LaTeX has been one of the de facto standards for the communication and publication of scientific documents. Generating LaTeX code that follows users' intentions is an important task in the digital age, which requires the model to understand user inputs presented in various formats and correctly generate grammatically correct code that can be rendered. Traditional rule-based methods, despite their high accuracy, often limit input to a specific format to generate valid LaTeX code, which substantially reduces the model's applicability. In reality, the same LaTeX expression might be represented in multiple formats such as images or textual descriptions.

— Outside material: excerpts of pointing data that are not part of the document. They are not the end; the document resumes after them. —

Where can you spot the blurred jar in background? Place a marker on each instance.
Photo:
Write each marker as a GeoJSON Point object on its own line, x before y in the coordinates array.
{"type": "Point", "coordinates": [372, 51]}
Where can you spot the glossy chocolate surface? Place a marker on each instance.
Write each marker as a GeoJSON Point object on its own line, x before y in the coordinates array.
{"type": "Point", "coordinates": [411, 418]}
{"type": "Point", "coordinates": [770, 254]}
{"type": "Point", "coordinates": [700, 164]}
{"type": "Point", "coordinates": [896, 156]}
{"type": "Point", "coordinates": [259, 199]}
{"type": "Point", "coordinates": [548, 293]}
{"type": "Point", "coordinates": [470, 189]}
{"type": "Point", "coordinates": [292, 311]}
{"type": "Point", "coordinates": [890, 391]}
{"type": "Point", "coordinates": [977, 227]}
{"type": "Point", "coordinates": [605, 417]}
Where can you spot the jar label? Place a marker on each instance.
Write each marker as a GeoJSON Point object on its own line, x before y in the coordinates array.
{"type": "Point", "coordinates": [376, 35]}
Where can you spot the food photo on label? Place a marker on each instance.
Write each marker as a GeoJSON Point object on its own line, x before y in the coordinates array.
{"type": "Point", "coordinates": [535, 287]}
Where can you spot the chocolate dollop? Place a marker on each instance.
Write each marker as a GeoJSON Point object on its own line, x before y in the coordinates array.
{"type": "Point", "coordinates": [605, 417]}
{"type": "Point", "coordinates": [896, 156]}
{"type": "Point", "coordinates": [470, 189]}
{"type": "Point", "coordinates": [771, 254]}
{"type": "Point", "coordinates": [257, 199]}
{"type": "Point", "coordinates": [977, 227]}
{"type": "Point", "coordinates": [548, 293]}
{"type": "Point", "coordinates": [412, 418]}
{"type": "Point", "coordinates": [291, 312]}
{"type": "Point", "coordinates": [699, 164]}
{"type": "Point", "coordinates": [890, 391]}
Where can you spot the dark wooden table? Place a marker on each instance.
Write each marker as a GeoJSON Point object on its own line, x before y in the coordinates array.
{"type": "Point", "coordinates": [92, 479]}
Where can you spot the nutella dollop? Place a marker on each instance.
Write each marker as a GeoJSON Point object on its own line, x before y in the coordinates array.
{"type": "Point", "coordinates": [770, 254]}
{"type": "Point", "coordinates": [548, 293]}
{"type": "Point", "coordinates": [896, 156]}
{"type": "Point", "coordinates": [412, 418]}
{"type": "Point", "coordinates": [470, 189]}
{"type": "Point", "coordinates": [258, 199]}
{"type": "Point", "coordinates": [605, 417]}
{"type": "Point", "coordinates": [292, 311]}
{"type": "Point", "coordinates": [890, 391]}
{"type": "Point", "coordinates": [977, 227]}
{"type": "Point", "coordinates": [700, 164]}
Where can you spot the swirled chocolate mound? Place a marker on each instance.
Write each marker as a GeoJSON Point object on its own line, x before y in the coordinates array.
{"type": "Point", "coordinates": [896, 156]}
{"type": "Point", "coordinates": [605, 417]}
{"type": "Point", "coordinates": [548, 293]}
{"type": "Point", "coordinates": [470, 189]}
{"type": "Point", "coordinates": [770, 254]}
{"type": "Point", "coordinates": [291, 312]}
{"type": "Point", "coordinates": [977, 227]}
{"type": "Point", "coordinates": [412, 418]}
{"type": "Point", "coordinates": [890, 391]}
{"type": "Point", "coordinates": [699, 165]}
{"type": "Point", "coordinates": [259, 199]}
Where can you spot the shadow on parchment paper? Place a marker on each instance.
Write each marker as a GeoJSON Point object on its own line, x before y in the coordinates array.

In this work, we investigate LaTeX program synthesis with foundation models that allow flexible inputs represented in texts or images. We propose to use a tree-based approach to generate LaTeX expressions with various diversity and scale. We observe that larger pre-trained models leads to improved performance. With an appropriate model, the prediction accuracy improves with an increase in both the size and complexity of the training set. Specifically, training on just 2500 samples (with a depth of 3) yields promising results, achieving 99.0% accuracy on test sets with expressions of depth-2, compared to 88.5% accuracy when training with the same sample size but a depth-2 input. This suggests the effectiveness of learning-based LaTeX code generation.

Main Results

Test accuracy comparison of backbone models CodeGen-350M-mono vs CodeGen-2B-mono. A larger pre-trained model yields a higher accuracy rate.
Relationship between training size and test accuracy. Test accuracy improves with increasing training dataset size.

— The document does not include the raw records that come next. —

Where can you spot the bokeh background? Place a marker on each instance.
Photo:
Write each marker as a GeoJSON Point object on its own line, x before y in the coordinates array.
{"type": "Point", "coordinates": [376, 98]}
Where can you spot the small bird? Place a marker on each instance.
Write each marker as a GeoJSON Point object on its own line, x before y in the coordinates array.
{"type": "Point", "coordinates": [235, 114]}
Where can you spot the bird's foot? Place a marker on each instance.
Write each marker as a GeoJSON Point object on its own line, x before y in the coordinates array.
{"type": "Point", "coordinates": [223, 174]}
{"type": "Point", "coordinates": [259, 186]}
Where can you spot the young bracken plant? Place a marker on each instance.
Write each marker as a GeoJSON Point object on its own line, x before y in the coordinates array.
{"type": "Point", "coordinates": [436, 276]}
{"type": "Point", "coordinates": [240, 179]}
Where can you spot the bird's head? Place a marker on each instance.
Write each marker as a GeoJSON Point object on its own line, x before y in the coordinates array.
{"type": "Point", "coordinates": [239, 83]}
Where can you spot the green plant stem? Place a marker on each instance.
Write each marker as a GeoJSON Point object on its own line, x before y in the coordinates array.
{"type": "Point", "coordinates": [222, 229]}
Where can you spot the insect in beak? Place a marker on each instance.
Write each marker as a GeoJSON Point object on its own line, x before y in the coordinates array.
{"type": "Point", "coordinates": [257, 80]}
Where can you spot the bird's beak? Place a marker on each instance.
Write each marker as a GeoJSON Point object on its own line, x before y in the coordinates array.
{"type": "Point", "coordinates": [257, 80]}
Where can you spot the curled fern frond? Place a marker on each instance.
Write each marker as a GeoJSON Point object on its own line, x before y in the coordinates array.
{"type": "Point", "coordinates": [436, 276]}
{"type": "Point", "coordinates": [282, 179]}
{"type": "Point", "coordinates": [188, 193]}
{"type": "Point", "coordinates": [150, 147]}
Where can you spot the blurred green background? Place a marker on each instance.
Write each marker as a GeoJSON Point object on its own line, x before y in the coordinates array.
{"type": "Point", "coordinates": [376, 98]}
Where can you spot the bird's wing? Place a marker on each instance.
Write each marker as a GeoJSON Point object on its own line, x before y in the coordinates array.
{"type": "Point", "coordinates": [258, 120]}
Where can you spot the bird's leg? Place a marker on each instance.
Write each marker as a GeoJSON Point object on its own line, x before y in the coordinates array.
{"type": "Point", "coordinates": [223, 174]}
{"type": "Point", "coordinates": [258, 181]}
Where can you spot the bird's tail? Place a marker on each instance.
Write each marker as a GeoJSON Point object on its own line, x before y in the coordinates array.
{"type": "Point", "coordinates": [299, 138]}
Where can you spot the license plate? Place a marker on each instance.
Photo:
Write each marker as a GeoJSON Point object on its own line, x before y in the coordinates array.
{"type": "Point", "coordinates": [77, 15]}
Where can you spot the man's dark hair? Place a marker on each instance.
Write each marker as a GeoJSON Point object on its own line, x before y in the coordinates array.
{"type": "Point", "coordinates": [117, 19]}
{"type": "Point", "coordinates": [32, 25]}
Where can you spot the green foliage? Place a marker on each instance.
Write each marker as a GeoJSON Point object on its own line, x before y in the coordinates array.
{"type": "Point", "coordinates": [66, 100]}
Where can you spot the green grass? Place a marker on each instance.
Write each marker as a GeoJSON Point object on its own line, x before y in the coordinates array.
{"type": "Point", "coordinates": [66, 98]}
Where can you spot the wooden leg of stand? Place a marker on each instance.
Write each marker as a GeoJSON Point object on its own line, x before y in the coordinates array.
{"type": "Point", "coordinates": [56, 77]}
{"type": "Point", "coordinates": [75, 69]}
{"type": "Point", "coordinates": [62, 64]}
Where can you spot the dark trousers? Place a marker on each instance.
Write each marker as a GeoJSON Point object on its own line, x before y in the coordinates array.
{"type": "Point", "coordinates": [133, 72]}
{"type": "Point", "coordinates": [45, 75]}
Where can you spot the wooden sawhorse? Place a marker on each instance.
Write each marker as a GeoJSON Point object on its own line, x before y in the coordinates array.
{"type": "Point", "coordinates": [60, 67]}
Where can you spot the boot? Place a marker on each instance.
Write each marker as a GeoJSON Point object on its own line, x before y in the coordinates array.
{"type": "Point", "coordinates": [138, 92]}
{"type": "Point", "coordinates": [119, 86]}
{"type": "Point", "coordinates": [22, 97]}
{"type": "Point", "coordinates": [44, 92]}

Training on moderate-sized datasets achieves strong code generation performance. Notably, the model displays zero accuracy without fine-tuning (i.e., if we directly evaluate the pre-trained model on the test set without further fine-tuning on our generated dataset). As shown in the figure to the right, when the training dataset size increases, the model's accuracy improves significantly from 0.695 at a training size of 600 to 0.95 at 5,000, which indicates a clear positive correlation between training size and test accuracy. This progression highlights the critical role of fine-tuning in model performance, with larger training datasets significantly enhancing the model’s code generation capabilities, underscoring the adaptability of pre-trained language models.

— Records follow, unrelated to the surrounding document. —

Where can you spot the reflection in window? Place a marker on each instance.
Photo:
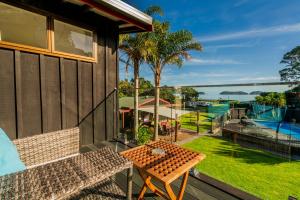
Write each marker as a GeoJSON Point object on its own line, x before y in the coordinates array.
{"type": "Point", "coordinates": [72, 39]}
{"type": "Point", "coordinates": [22, 27]}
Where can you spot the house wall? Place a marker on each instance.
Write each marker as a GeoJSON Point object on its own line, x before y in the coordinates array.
{"type": "Point", "coordinates": [41, 93]}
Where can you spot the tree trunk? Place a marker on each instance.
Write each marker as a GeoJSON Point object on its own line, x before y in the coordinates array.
{"type": "Point", "coordinates": [136, 99]}
{"type": "Point", "coordinates": [156, 107]}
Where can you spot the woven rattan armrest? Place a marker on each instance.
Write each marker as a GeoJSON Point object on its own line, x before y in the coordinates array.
{"type": "Point", "coordinates": [44, 148]}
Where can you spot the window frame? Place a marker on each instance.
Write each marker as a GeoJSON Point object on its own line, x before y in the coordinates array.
{"type": "Point", "coordinates": [50, 50]}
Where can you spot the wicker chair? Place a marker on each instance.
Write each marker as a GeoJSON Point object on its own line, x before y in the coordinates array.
{"type": "Point", "coordinates": [49, 147]}
{"type": "Point", "coordinates": [56, 170]}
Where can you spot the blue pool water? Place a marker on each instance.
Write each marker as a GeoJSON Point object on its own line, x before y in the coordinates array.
{"type": "Point", "coordinates": [285, 128]}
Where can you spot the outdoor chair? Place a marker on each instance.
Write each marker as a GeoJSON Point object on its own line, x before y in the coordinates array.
{"type": "Point", "coordinates": [57, 170]}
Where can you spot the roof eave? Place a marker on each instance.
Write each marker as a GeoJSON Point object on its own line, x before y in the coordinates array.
{"type": "Point", "coordinates": [133, 19]}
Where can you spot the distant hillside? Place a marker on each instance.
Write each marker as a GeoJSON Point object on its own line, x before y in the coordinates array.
{"type": "Point", "coordinates": [233, 93]}
{"type": "Point", "coordinates": [255, 93]}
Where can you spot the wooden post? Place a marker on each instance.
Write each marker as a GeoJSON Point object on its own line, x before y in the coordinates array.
{"type": "Point", "coordinates": [129, 183]}
{"type": "Point", "coordinates": [197, 121]}
{"type": "Point", "coordinates": [176, 127]}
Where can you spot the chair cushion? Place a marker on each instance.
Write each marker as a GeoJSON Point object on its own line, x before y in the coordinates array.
{"type": "Point", "coordinates": [9, 157]}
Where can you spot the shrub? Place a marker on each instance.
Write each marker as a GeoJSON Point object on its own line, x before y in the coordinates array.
{"type": "Point", "coordinates": [144, 135]}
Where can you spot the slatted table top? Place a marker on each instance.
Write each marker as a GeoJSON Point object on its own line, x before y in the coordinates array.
{"type": "Point", "coordinates": [58, 180]}
{"type": "Point", "coordinates": [166, 168]}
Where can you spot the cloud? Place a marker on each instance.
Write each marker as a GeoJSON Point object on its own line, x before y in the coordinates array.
{"type": "Point", "coordinates": [240, 2]}
{"type": "Point", "coordinates": [262, 32]}
{"type": "Point", "coordinates": [198, 61]}
{"type": "Point", "coordinates": [262, 78]}
{"type": "Point", "coordinates": [226, 46]}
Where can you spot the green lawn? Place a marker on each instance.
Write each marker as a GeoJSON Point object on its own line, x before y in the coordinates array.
{"type": "Point", "coordinates": [189, 121]}
{"type": "Point", "coordinates": [254, 171]}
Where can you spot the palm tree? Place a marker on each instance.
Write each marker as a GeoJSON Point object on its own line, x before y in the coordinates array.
{"type": "Point", "coordinates": [170, 48]}
{"type": "Point", "coordinates": [136, 47]}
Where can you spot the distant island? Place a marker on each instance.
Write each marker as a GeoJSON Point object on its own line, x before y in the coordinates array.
{"type": "Point", "coordinates": [255, 93]}
{"type": "Point", "coordinates": [233, 93]}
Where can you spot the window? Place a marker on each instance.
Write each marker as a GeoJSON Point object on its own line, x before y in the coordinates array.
{"type": "Point", "coordinates": [72, 39]}
{"type": "Point", "coordinates": [28, 31]}
{"type": "Point", "coordinates": [22, 27]}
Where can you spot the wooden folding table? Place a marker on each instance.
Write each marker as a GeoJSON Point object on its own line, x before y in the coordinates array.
{"type": "Point", "coordinates": [166, 168]}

Performance variation with training set complexity. Illustrates model efficacy on test sets (tree depth 2) across varying complexities of training datasets, highlighting superior performance with increased complexity.
Comparison of Text2LaTeX and Image2LaTeX model performance by varying training sizes. The model with augmented visual input exhibit consistently lower performance compared to that with text only inputs.

Complexity boosts training effectiveness up to a point. We explored how training set depth affects model success. Models were trained on sets of 2500 samples and tested on a consistent set. As indicated by the figure to the left, accuracy topped at depth 3 (0.99) but dipped slightly at depth 4 (0.985), following an increase from depth 2 (0.885). This implies there is a point where adding complexity ceases to yield significant performance improvements. Pinpointing this balance is key to refining training and maximizing model results.

Additional visual information doesn't always enhance performance. Investigating if textual data alone suffices for LaTeX format comprehension, we compared Text2LaTeX and Image2LaTeX models. The key difference lies in Image2LaTeX's extra image input, transformed into visual tokens. Contrary to expectations, adding visual inputs led to a drop in accuracy, as shown by the figure to the left. This suggests visual data might actually distract from processing LaTeX expressions. While a Vision Transformer (ViT) breaks down image inputs into patches, language models seem to manage string inputs more effectively for complex LaTeX expressions.